From: Kirill A. Shutemov
Date: Wed Jul 31 2024 - 07:37:03 EST


On Wed, Jul 31, 2024 at 11:15:05AM +0200, Thomas Gleixner wrote:
> On Wed, Jul 31 2024 at 14:27, Shivank Garg wrote:
> > lmbench:lat_pagefault: Metric- page-fault time (us) - Lower is better
> > 4-Level PT 5-Level PT % Change
> > THP-never Mean:0.4068 Mean:0.4294 5.56
> > 95% CI:0.4057-0.4078 95% CI:0.4287-0.4302
> >
> > THP-Always Mean: 0.4061 Mean: 0.4288 % Change
> > 95% CI: 0.4051-0.4071 95% CI: 0.4281-0.4295 5.59
> >
> > Inference:
> > 5-level page table shows increase in page-fault latency but it does
> > not significantly impact other benchmarks.
>
> 5% regression on lmbench is a NONO.

Yeah, that's a biggy.

In our testing (on Intel HW) we didn't see any significant difference
between 4- and 5-level paging. But we were focused on TLB fill latency.
In both bare metal and in VMs. Maybe something wrong in the fault path?

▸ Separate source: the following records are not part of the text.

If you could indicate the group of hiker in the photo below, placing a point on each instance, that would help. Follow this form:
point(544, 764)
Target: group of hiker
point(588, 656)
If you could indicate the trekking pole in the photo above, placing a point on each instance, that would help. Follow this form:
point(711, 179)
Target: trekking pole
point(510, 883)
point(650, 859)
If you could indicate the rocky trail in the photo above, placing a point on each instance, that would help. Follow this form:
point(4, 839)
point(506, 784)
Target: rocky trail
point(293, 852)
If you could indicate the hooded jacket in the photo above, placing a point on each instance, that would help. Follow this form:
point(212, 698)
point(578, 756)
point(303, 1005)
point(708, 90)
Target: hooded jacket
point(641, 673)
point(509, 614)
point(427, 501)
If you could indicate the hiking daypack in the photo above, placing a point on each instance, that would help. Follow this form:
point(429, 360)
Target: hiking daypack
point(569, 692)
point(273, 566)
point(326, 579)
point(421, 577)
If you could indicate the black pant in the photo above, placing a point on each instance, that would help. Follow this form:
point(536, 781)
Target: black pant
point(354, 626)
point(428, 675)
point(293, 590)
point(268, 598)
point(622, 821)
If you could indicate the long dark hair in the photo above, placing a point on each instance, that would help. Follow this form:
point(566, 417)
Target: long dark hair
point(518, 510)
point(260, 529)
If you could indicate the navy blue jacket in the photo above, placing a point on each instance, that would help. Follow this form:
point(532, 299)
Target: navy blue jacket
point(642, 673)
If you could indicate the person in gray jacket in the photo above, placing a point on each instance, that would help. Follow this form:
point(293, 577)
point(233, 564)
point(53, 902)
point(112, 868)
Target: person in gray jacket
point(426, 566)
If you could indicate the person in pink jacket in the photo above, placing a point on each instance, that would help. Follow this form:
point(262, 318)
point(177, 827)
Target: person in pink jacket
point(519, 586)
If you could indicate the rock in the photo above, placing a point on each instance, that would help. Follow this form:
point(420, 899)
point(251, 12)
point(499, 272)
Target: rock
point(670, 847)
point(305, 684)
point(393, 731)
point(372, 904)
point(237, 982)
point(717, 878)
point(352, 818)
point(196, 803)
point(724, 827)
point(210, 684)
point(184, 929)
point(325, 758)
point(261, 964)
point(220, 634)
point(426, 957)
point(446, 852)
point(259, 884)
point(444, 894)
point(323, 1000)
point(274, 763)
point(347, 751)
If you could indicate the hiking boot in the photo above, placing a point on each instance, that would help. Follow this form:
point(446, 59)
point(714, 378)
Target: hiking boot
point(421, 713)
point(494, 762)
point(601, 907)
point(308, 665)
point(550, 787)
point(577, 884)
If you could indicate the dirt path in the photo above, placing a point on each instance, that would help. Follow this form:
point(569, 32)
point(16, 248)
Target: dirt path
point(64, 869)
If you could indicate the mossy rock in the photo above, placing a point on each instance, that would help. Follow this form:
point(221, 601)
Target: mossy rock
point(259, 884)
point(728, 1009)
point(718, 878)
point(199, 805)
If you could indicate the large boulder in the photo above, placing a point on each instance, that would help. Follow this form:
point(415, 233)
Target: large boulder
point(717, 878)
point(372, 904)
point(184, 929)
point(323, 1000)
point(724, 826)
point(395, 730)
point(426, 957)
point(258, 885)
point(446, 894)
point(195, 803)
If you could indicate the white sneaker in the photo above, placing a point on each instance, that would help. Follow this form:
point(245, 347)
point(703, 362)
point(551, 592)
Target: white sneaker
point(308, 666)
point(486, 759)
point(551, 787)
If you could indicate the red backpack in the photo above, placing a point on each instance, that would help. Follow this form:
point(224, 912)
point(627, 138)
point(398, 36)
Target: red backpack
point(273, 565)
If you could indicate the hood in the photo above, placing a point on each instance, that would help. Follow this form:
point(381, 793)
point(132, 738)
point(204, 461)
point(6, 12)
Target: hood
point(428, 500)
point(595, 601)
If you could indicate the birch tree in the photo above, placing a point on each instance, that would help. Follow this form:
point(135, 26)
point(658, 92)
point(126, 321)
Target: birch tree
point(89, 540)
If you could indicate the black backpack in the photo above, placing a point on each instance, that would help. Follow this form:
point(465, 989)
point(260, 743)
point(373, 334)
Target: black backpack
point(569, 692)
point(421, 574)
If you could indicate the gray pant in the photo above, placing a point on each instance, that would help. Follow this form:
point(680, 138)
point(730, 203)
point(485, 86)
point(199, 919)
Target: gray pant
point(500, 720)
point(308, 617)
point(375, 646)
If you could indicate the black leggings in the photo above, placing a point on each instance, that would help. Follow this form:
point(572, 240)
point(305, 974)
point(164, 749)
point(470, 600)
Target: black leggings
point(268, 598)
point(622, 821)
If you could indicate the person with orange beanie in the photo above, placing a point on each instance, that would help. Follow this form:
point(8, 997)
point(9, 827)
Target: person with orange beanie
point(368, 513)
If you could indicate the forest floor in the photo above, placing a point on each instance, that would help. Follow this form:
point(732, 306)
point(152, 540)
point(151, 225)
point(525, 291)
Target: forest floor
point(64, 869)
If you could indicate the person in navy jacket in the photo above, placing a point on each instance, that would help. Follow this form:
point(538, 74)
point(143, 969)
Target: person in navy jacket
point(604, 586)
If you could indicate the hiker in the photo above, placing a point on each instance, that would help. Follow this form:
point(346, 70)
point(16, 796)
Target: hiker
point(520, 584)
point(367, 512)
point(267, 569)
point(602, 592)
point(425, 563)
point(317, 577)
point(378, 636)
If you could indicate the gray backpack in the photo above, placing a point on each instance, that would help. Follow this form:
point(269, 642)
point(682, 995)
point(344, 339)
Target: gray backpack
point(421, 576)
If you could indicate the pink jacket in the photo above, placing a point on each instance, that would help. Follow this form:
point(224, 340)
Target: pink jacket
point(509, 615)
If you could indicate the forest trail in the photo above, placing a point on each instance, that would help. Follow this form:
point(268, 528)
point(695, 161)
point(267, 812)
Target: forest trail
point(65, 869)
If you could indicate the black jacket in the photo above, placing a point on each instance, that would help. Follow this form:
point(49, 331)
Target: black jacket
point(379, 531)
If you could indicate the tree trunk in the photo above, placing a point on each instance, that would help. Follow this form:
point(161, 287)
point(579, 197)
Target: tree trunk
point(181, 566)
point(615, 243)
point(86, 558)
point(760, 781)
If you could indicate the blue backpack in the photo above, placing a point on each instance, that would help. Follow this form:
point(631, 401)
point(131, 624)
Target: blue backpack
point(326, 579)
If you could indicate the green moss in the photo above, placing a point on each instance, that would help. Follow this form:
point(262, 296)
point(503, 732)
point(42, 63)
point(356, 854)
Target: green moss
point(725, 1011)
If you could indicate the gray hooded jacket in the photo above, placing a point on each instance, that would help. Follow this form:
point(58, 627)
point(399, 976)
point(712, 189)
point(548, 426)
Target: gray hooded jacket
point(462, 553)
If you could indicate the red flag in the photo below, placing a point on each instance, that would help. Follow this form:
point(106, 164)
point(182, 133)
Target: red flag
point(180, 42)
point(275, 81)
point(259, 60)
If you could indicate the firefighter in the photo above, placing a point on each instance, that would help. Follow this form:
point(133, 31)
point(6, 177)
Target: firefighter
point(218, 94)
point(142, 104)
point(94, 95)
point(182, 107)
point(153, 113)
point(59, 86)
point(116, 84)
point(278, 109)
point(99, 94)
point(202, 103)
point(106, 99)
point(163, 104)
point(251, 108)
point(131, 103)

It requires a closer look.

Shivank, could you share how you run lat_pagefault? What file size? How
parallel you run it?...

It would also be nice to get perf traces. Maybe it is purely SW issue.

> 5-level page tables add a cost in every hardware page table walk. That's
> a matter of fact and there is absolutely no reason to inflict this cost
> on everyone.
>
> The solution to this to make the 5-level mechanics smarter by evaluating
> whether the machine has enough memory to require 5-level tables and
> select the depth at boot time.

Let's understand the reason first.

The risk with your proposal is that 5-level paging will not get any
testing and rot over time.

I would like to keep it on, if possible.

--
Kiryl Shutsemau / Kirill A. Shutemov